While the poor are supported through welfare schemes and the rich grow wealthier through scalable opportunities, Singhal argues that it’s the middle class that bears the economic brunt — quietly and thanklessly.
“The rich are scaling. The middle class is just expected to absorb the shock, in silence. No complaints. No bailouts. Just inflation, EMIs, and quiet pressure,” his post continues.
Social media quickly picked up on the sentiment, with entrepreneurs, professionals, and ordinary citizens chiming in. One founder noted that the middle class is partly responsible for its current predicament by staying silent and conforming. “It’s taken too much on its own and asks too little from the government,” they observed. Another user took a more cynical view: “Crying on any platform won’t make a difference… nothing’s gonna change here.”
A separate CEO took the conversation a step further, questioning whether those in leadership positions, like Singhal himself, were ensuring proportional pay growth for their own employees. “Good one. But, as CEO, what was the pay rise you gave to your employees vis-a-vis yours?” the user asked, sparking a different but important debate about corporate accountability.

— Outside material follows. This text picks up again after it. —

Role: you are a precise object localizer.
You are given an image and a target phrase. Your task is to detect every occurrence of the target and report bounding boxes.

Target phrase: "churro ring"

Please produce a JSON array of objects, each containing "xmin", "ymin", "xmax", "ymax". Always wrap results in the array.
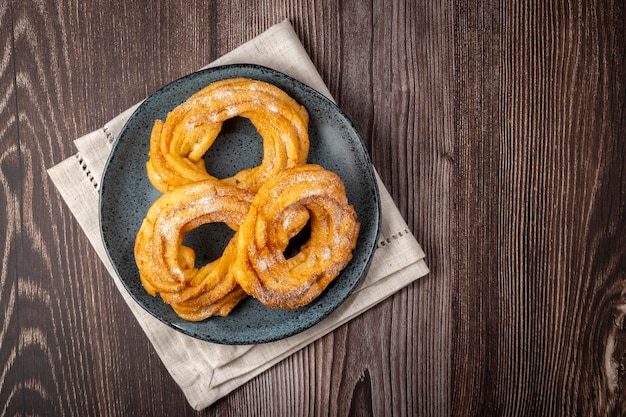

The broader message, however, remains focused on a middle class that is increasingly leaning on credit cards and loans just to stay afloat — skipping vacations, delaying medical check-ups, and quietly adjusting their aspirations. This class, which forms the backbone of India’s consumption, savings, and tax revenues, rarely gets dedicated policy attention, despite being a crucial pillar of the nation’s economic engine.
Data shows that the middle class comprised about 31% of India’s population in 2021 and could rise to nearly 60% by 2047. Yet, rising lifestyle costs, medical inflation, and stagnant real wages threaten to destabilize its growth story.
Singhal’s post is not just a lament — it’s a mirror. It reflects a generation that looks successful on paper but is, in many ways, stretched thin in reality. His message isn’t just about rupees and salaries, but about dignity — and the cost of staying quiet.
In a nation sprinting toward superpower status, the middle class isn’t collapsing — it’s slowly shrinking in spirit. And maybe, just maybe, it’s time to stop suffering in silence and start asking harder questions — of employers, policymakers, and perhaps even of ourselves.